The eunuch was glad to get off, and communicated to his Majesty the story of his strange treatment. The Sultan then ordered his Chief Eunuch, a not unimportant personage in the Ottoman Empire, to call on the Grand Vizier for an explanation. At the Sublime Porte, however, no respect was paid to this high dignitary. Ali Pasha received him in precisely the same manner as he had received his subordinate. The chief was taken to the slave market, and the highest sum bid for him was five hundred piasters. The self-appointed Grand Vizier ordered him to go and tell his master the amount some foolish people were willing to pay for him.

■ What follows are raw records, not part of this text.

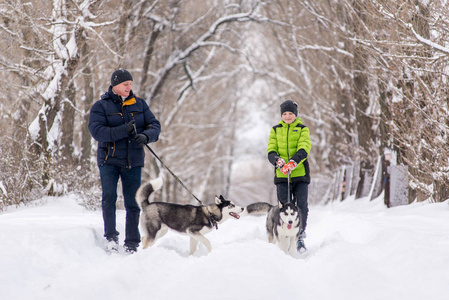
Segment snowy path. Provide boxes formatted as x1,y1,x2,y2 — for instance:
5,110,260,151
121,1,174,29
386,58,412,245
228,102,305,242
0,197,449,300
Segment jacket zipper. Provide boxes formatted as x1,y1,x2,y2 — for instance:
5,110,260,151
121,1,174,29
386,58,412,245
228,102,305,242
287,124,290,162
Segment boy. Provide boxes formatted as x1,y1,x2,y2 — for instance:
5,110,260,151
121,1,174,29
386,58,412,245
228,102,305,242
267,100,311,252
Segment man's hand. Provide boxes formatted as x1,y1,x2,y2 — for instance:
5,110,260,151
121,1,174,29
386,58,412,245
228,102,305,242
125,120,136,136
134,133,149,145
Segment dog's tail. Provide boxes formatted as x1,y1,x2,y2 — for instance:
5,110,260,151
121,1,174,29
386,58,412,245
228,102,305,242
245,202,274,215
136,177,163,208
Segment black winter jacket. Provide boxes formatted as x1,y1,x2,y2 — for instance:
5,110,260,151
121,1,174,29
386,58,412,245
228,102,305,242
89,87,161,168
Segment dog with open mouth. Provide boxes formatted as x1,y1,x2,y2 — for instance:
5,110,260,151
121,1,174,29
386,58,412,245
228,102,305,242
136,178,244,254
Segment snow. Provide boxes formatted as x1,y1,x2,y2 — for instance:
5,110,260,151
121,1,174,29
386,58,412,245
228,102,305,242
0,195,449,300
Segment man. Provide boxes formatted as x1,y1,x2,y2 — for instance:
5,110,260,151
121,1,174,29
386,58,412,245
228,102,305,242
89,69,161,253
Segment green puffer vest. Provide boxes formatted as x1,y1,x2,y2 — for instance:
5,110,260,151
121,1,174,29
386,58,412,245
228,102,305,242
267,118,312,182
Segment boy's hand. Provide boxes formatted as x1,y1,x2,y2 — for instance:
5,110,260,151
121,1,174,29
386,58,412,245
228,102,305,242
276,157,285,168
281,160,298,175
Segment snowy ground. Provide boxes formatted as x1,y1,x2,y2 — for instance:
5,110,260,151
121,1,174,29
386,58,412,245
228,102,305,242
0,197,449,300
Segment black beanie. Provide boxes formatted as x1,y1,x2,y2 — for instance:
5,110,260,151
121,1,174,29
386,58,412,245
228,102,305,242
111,69,133,86
281,100,298,116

When the Sultan heard of these strange proceedings he sent an autograph letter to Ali Pasha, commanding him to come to the Palace. The Grand Vizier immediately set out for the Palace and was received in audience, when he explained to his Majesty that the affairs of State could not be managed by men not worth more than from fifty to five hundred piasters, and that if radical changes were not made, certain ruin would be the outcome. The Sultan appreciated this earnest communication, and ratified the appointment, as Grand Vizier, of Ali Pasha, the son of the boy who had played at state affairs in a village of Asia Minor.
THE MERCIFUL KHAN
here lived once near Ispahan a tailor, a hard-working man, who was very poor. So poor was he that his workshop and house together consisted of a wooden cottage of but one room.
But poverty is no protection against thieves, and so it happened that one night a thief entered the hut of the tailor. The tailor had driven nails in various places in the walls on which to hang the garments that were brought to him to mend. It chanced that in groping about for plunder, the thief struck against one of these nails and put out his eye.
The next morning the thief appeared before the Khan (Judge) and demanded justice. The Khan accordingly sent for the tailor, stated the complaint of the thief, and said that in accordance with the law, 'an eye for an eye,' it would be necessary to put out one of the tailor's eyes. As usual, however, the tailor was allowed to plead in his own defence, whereupon he thus addressed the court:
"Oh great and mighty Khan, it is true that the law says an eye for an eye, but it does not say my eye. Now I am a poor man, and a tailor. If the Khan puts out one of my eyes, I will not be able to carry on my trade, and so I shall starve. Now it happens that there lives near me a gunsmith. He uses but one eye with which he squints along the barrel of his guns. Take his other eye, oh Khan, and let the law be satisfied."